My view today was my childhood bedroom wall.
I spent several hours attempting to sleep off the fatigue. And now I’m writing this with the last bit of eye strength I have before the pain makes reading impossible.
As the anxiety moves back to a manageable state, the illness underneath it keeps showing up in ways I don’t yet understand.
Mold toxicity, inflammation, chronic fatigue — it’s all a big murky blur that I’m still sorting through.
It’s a constant battle to wrap my mind around each new possible diagnosis and each new treatment plan. With each one I get closer and closer to the solution–but living inside a body where eating lunch is an accomplishment can make a soul feel pretty weak.
Today I just needed to write and to cry.
Maybe someone else out there struggling with a chronic illness needs a good cry too.
I can’t gather up the emotional strength to open a bible, so I’m clinging to the words I remember. Clinging to the idea that the “faith of a mustard seed” is enough.
Circle of Grace by Jan Richardson is all I can read without weeping. Her blessings and poems have been like a soothing balm for this weak soul.
Right now reading those poems and listening to songs like Serial Doubter by Penny & Sparrow are my form of worship. Those are the few words that speak to this wounded soul.
I’m sorry for the bitterness. I’m sorry for the eye rolling and the anger. I’m sorry if your joy and your faith upset me.
Angry is just sad’s bodyguard, you know.
I desperately miss my Savior. I desperately miss raw, powerful prayer. I miss the mystery and the wonder of the Holy Spirit.

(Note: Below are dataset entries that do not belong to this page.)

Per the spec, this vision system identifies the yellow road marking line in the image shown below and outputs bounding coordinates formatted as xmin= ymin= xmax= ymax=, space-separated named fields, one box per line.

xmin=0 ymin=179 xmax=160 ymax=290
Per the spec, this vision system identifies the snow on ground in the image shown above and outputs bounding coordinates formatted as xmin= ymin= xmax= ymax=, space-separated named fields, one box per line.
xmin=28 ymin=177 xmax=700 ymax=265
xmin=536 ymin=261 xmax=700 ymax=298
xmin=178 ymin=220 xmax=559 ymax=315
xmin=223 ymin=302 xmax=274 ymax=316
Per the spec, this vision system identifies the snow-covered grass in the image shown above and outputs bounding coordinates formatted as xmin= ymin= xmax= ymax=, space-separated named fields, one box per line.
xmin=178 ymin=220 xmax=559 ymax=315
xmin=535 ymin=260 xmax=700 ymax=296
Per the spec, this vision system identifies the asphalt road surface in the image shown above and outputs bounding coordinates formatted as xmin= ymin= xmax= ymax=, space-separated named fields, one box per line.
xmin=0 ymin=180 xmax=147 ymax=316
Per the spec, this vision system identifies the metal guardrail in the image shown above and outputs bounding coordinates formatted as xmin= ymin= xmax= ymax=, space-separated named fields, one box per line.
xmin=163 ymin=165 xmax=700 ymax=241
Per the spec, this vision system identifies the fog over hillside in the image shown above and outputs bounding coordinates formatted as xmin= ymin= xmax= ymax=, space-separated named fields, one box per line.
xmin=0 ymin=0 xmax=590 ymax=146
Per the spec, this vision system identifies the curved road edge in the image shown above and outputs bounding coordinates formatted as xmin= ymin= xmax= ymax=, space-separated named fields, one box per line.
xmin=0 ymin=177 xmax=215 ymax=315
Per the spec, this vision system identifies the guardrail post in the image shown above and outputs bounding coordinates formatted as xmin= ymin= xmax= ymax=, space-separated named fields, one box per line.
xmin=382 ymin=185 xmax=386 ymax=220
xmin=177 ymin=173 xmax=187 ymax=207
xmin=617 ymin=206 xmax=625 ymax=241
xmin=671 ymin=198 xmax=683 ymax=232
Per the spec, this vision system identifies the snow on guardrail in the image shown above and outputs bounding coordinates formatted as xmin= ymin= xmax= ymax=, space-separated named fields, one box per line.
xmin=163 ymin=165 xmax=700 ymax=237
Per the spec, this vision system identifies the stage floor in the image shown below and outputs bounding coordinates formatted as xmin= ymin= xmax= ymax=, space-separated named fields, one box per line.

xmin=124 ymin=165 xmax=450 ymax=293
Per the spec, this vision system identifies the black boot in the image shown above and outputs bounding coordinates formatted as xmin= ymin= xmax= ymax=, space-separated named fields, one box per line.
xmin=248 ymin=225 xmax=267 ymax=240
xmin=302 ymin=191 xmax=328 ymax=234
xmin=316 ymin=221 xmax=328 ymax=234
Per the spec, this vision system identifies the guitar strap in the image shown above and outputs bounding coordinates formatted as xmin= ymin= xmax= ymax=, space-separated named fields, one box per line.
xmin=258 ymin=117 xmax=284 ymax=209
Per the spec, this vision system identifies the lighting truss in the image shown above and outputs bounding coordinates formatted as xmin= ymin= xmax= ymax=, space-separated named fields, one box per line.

But all I can say is that when I am balling in the shower at 5pm because it’s the first and only thing I’ve been strong enough to do today, the last thing I want to hear is a K-Love song.
When the panic is surging through my body and I’m digging my nails into my own skin to ground me in reality, the last thing I want to hear is, “Well, let’s just pray.”
My anger isn’t fair to you. But it comes from a soul that’s living in the Saturday before resurrection. That’s seeing the world through the eyes of a grieving disciple.
Every poem and blessing within Circle of Grace has been healing for me. But as I find myself crying in my bedroom, watching another day pass by with very, very little to show for it, this particular poem caught my attention and would not let go.
____
Blessing For a Broken Vessel
(for Holy Saturday)
Do not despair,
You hold the memory
of what it was
to be whole.
It lives deep
in your bones.
It abides
in your heart
that has been torn
and mended
a hundred times.
It persists
in your lungs
that know the mystery
of what it means
to be full,
to be empty,
to be full again.
I am not asking you
to give up your grip
on the shards you clasp
so close to you
but to wonder
what it would be like
for those jagged edges
to meet each other
in some new pattern
that you never imagined,
that you never dared
to dream.
____
(Be sure to visit Jan Richardson at her Facebook page and read more of her fabulous work.)
Are there any other good writer and poets who capture this season? Words have always been my main source of strength and healing–I could use some more good ones now.